Ahhh...where to start. I have been over at facebook, who keeps changing things, and facebook is, as many people have said, a time-zapper. I open my page up and swear I'll only be one for 5 minutes. Well, I don't think I've only been on 5 minutes since I started. Waste of time. The benefit there is that I ran into a lot of people I knew, and it's been fun seeing what they're up to. Some I haven't seen since graduation, so it's fun to see how much we've changed. I have to pinch myself to believe that we all are in our mid-to-late 30's and beyond. From today on I am going to work to stay off of facebook, or only on it for 5 minutes. Do you think I can do it???

  • A quick summary of what has been going on in formerteacher's house...S. started first grade, which was hard initially, but to which I give credit for my sanity being restored. I love him so much, and like I tell him, no matter what he does I will never stop loving him. However some times I've had enough of the game, how can I piss off Tot and mom in one try! By himself he's a dream. It's been a lot of fun playing games, Wii bowling etc. He can do so much now, and we are alike in many ways. (BTW, I always said these kids wouldn't get a video system. Well, Santa thought differently, and I am loving it. Geez, another thing to get addicted to:) That's a whole other topic!

  • September brought the not so fun stage of 'someone has been hurting my kid you-better- DO something about it!' Oh, yes, the principal and I had a lovely conversation, and I'm pretty sure I overdid, but when MY SON comes home with cuts and bruises, which he initially told me were made by him falling, I don't give a shit who the hell you are, you're going to fix it. And if she didn't, I told her I was going higher. Yeah, she loves me, and boy is she just going to be so excited when she learns the younger one starts next year---5 years in a row of dealing with my boys--and me. Ha! I'm fairly certain no one is going to bother either one of them since the principal won't want to be spending any time with the likes of me!

  • I used to teach in that district, and I'm pretty certain I will never work there again...I'm sure the word will get out.

  • Tot is doing great in preschool, and now that S. goes full time, I've been able to go to his meetings and special performances. He loves that!
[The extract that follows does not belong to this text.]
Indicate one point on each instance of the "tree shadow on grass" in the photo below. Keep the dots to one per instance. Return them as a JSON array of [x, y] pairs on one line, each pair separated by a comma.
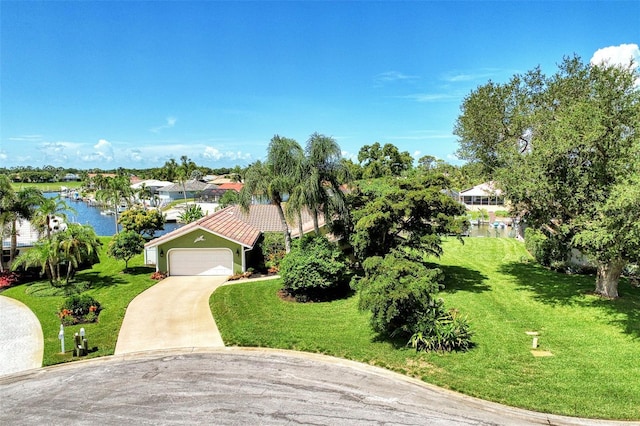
[[555, 288], [458, 278], [98, 280]]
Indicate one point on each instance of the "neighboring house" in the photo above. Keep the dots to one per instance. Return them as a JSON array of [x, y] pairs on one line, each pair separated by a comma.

  • Husband working hard. We are blessed that he is employed when so many aren't. Just wish we had more time together.

  • I'm loving texting even though I said I would never use that feature.

  • Christmas ended up working out. Unfortunately, I came down with an upper respiratory infection. Hubby had to work. It was oh so much fun taking care of two kids when you feel like you're dying! Wednesday, Hubster ended up getting it too. It was the gift that kept on giving!

  • Here in IL it seems like the snow and cold temps. have hung over us like a fog. We also haven't had much sun, which always bugs me. I think I just may buy one of those lamps:)

  • Was all set to have surgery. Then I had the pre-surgery labs. Surgery cancelled. Another doctor visit. Apparently, I am severely anemic. The plan? I take three 65 mg iron pills. I stopped taking them a few days ago. I am not going to feel like I have morning sickness all day-every day. That was supposed to be one of the joys of having no more kids!

  • And I am feeling overwhelmed with all that needs to be done! I don't think that'll ever change, but I worry about how it'll be when I go back to work.

  • I cut my finger while using the electric hedgers. Got 4 stitches. First time I ever had to get stitches. Not fun. Didn't like the shots in the cut itself.
  • Went to CA sans kids. Excellent! Was able to talk without being interrupted.

  • There you go in a nutshell! Now I'll be on to a post that doesn't leave you falling asleep!